Make sure that they know what this arrangement entails, and that they aren’t just saying this as a throwaway comment. It may change the dynamic in your relationship, and you will need occasional check-ins with each other to make sure you are both happy with how things are going. It would be a disaster if your partner felt resentful toward you for going forward with this plan, so they do have a responsibility to speak honestly about their feelings about this.
Something else to consider is the question of emotions. Many people have great sex without becoming attached to the person, but many others also fail at emotional distance and do develop feelings. To attempt to mitigate this, some people have rules about never seeing the same person more than once. You and your partner will have to be prepared for any emotional fallout if you develop feelings for someone and want to pursue this. Does this mean an affair is acceptable to your partner, or is it only no-strings-attached sex that is acceptable? How will you feel if this is the line in the sand for your partner?

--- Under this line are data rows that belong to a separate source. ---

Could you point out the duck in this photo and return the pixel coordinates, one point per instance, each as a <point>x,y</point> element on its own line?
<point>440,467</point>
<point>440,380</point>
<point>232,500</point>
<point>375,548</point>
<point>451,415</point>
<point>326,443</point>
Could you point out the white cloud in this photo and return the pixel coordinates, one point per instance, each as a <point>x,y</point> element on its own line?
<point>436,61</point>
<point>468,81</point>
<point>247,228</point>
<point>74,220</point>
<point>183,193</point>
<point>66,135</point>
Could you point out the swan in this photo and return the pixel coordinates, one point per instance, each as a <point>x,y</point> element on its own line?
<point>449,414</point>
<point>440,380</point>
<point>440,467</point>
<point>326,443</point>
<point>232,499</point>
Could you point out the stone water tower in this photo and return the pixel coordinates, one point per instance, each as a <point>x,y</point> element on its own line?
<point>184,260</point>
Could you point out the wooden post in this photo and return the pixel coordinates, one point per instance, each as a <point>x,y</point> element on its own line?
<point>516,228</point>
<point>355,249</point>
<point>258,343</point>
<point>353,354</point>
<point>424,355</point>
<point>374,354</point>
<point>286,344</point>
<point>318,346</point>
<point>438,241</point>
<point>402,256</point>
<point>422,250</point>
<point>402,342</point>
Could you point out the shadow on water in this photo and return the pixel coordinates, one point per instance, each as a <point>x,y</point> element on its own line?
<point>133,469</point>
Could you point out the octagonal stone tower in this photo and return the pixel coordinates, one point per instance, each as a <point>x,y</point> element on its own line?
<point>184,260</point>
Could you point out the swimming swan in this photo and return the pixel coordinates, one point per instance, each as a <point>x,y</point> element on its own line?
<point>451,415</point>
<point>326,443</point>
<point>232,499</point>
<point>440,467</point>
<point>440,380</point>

There certainly are sites out there for what you are looking for. Some are specialist sites for married people, but some people just use regular dating sites. However, it is extremely unethical to not be upfront about your marital status on these. It is toxic behaviour to deceive people into encounters when they think they are dealing with a single person when the reality is different. It can have a huge impact on them, and it is a betrayal of trust.
Paying for sex is often an option for people in your situation but you have stated that is not for you. Take a moment to reflect on this — is it a moral approach, or does it hint at a deeper need for more than sex? If you know transactional sex is strictly about sex, is there something else that you are looking for? For many people, sex is about more than the physical interaction; it is about the emotional side, the cuddles after, or just touching someone else. Sex meets many needs and highlights other needs that we have that we aren’t as confident talking about. If this is applicable to you, it would be worth considering what it is that you are looking for deep down.
Even if your partner is okay with this, you do still need to be conscious about maintaining your marriage on an intimate level. While this may or may not include sex, intimacy comes in many forms and can be the glue that keeps a relationship going. Ask your partner what a non-sexual but still intimate marriage would look like for them. It might be hugs, cuddles, or emotional intimacy, but it will need to be maintained or you may risk drifting apart as committed people.
These are certainly a lot of questions to ponder, but if you want to move forward with this, there are a lot of considerations to take account of. It may change your relationship forever, but it could change it in a negative or positive way. The risks do need to be discussed as well as the positive aspects. You won’t know until you talk to your partner and discuss what you envision the realities to be.